Par plusieurs factures allant du 5 octobre 2023 au 20 avril 2024, ils ont confié à la société STEPH’ELEC le soin de procéder à l’aménagement électrique du local.
Toutefois, malgré le règlement des factures, les requérants exposent qu’une partie des prestations n’auraient pas été réalisées.
Par constat daté du 19 décembre 2024, les requérants font constater l’ensemble des désordres et non-exécution affectant les locaux.
Par actes en date des 23 janvier et 22 mai 2025, Monsieur [C] [O] et Monsieur [W] [O] ont fait assigner la société STEPH’ELEC et son assureur, la compagnie d’assurances SMABTP aux fins de voir ordonner une expertise judiciaire et de voir condamner les requises in solidum aux entiers dépens et à leur payer la somme de 2.000 euros au titre de l’article 700 du Code de Procédure Civile.
Par conclusions notifiées par Réseau Privé Virtuel des Avocats le 3 septembre 2025, la compagnie d’assurances SMABTP soulève en premier lieu une fin de non-recevoir pour défaut de qualité et d’intérêt à agir de la part des requérants.
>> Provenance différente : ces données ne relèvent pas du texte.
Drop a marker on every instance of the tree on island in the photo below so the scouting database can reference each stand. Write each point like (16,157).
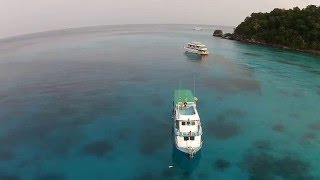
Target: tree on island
(294,28)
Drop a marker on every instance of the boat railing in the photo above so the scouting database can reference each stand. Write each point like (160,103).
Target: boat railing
(183,134)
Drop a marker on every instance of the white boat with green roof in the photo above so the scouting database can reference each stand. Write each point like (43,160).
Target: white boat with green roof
(187,125)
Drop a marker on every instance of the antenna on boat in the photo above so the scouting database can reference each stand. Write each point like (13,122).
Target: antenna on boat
(179,90)
(194,85)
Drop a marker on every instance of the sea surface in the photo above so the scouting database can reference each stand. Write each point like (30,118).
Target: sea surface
(96,103)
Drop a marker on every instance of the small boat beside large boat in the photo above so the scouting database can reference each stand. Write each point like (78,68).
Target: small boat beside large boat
(196,48)
(186,122)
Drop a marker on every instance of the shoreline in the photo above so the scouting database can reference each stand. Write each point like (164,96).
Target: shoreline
(251,41)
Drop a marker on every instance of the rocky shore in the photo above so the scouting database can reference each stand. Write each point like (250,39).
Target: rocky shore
(234,37)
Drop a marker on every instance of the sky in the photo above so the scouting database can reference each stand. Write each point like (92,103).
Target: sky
(29,16)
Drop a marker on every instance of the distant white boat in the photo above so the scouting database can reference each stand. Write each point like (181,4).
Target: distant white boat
(186,122)
(196,48)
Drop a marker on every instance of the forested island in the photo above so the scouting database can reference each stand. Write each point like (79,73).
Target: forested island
(297,29)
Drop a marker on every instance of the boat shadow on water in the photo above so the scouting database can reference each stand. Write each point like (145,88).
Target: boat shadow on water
(196,57)
(182,161)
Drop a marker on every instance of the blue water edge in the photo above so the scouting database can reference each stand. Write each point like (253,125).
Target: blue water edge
(96,103)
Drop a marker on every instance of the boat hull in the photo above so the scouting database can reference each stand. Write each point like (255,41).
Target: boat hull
(195,51)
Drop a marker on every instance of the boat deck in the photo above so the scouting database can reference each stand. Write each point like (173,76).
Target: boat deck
(187,111)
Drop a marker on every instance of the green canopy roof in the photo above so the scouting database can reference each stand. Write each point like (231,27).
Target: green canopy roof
(183,95)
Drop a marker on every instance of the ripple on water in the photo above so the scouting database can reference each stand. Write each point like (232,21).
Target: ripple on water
(308,137)
(9,177)
(231,85)
(262,144)
(266,166)
(221,164)
(6,155)
(278,127)
(223,128)
(315,125)
(98,148)
(52,176)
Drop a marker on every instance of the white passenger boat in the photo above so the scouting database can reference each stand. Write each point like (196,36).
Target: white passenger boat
(186,122)
(196,48)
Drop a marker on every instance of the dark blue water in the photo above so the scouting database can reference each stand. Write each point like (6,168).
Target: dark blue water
(95,103)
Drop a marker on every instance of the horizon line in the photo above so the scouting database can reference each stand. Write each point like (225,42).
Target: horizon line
(95,26)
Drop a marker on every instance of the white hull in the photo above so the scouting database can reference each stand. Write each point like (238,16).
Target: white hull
(191,150)
(195,51)
(187,128)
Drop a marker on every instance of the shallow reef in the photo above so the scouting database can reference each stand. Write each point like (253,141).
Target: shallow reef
(262,144)
(223,128)
(52,176)
(278,127)
(231,85)
(221,164)
(266,166)
(98,148)
(315,125)
(6,155)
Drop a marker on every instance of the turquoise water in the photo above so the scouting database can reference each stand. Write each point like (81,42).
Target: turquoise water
(96,103)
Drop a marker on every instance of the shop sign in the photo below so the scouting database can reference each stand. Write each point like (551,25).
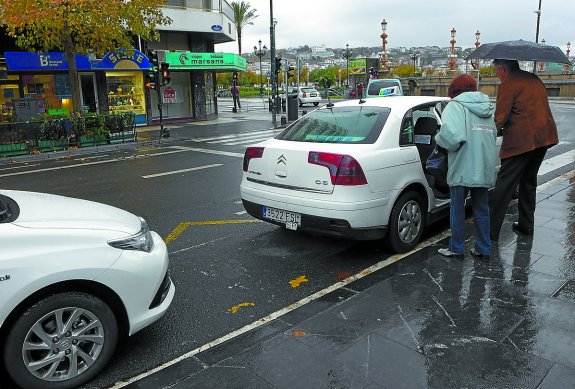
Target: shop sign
(169,95)
(357,66)
(21,60)
(124,60)
(206,61)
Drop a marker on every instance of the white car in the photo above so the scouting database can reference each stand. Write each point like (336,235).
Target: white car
(75,276)
(354,169)
(307,95)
Par suite, elle s’oppose à titre principal à ce que soit ordonnée une expertise et formule à titre subsidiaire les protestations et réserves d’usage.
Par conclusions notifiées par Réseau Privé Virtuel des Avocats le 3 septembre 2025, Monsieur [C] [O] et Monsieur [W] [O] répondent à la compagnie d’assurances SMABTP et maintiennent leur demande d’expertise.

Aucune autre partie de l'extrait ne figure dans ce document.